In 2020, GoodRx, a pharmaceutical discount company reportedly sold health information to marketing companies, including Google and Facebook, about the types of drugs people searched for. After a Consumer Report investigation, the company updated its practice, strengthening privacy controls. It does not seem unlikely that a similar situation could occur again with abortion-related drug searches.

Also, it is worth mentioning the Target case, in which the chain, through consumption pattern algorithms, discovered a teenager was pregnant before her family even knew it. And the teenager didn't need to buy diapers or pregnancy tests for the company to reach this conclusion.

Allied to the availability of reproductive health information and the practically nonexistent systemic regulation of data protection in the U.S. is that these platforms were designed for an environment where it seemed unimaginable that Roe would be overturned. In other words, there was no general concern about whether certain information could lead to a woman's arrest when these platforms were designed and constituted.

The reality shows that most companies processing data potentially related to abortion are not yet ready for the consequences of criminalization, mainly because they have not implemented administrative and technical measures to protect this information.

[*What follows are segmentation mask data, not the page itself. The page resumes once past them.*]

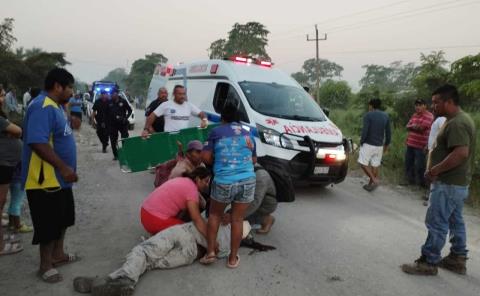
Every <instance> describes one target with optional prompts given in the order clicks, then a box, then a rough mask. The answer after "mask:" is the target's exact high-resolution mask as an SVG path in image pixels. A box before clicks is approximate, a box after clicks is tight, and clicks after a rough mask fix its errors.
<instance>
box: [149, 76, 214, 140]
mask: <svg viewBox="0 0 480 296" xmlns="http://www.w3.org/2000/svg"><path fill="white" fill-rule="evenodd" d="M160 116H163V117H164V119H165V131H166V132H178V131H179V130H182V129H184V128H188V123H189V121H190V119H191V118H192V117H198V118H200V119H201V123H200V127H201V128H205V127H207V125H208V118H207V115H206V114H205V112H203V111H202V110H200V109H199V108H198V107H197V106H195V105H193V104H192V103H190V102H188V101H187V100H186V92H185V87H184V86H182V85H175V87H174V88H173V100H172V101H167V102H165V103H163V104H161V105H159V106H158V107H157V109H155V110H154V111H153V112H152V113H151V114H150V115H149V116H148V117H147V119H146V121H145V127H144V129H143V132H142V137H143V138H148V137H149V135H150V134H152V133H154V132H155V129H154V128H153V124H154V122H155V120H156V119H157V117H160Z"/></svg>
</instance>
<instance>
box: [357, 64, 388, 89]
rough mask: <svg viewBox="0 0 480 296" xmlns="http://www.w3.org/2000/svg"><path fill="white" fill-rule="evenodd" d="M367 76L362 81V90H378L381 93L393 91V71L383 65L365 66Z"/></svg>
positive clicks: (365, 74) (366, 65) (365, 73)
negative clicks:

There are two possible uses of data related to reproductive health by law enforcement agents in the context of criminalization. The first is when the state uses it as evidence in an investigation or prosecution. For example, a woman is admitted to an emergency room claiming to have had a miscarriage. Upon suspicion, the nursing staff reports her to the authorities, who may then request access to her search history to verify searches for abortion pills.

The second is when technologies are employed for intensive monitoring of suspicious conduct by law enforcement in the context of dragnet surveillance. For example, monitoring the number of searches for abortion pills in one week on devices in a particular city.

If women, clinics and fundraisers shared abortion-related data in confidence before Roe v. Wade was overturned, this data would become a threat to themselves.

This type of data can fall into the hands of anti-abortion activists or law enforcement authorities with harsh consequences for data subjects. The discriminatory potential of health or financial information becomes greater with criminalization since we would be facing the stigma of "delinquency" and the concrete possibility of criminal punishment (which can be the same as the penalty for homicide in some localities).

After analyzing these cases, we are faced with the general need to balance state power with fundamental rights and freedoms, including privacy and data protection, to seek legitimacy for enforcement measures. It is thinking about how to apply the principles of legality and proportionality to the actions of police and judicial authorities. Without the protection of individual guarantees and liberties and limits to the punitive and vigilant state power, what is left is authoritarianism and excessive surveillance. 

In addition to thinking about how companies can protect personal data in their activities or even how people can protect their data, it is urgent to debate new forms of regulation. In this sense, it is worth questioning the limitations of obtaining personal data by law enforcement authorities, including the limits on sharing between public and private agents when the purpose is law enforcement.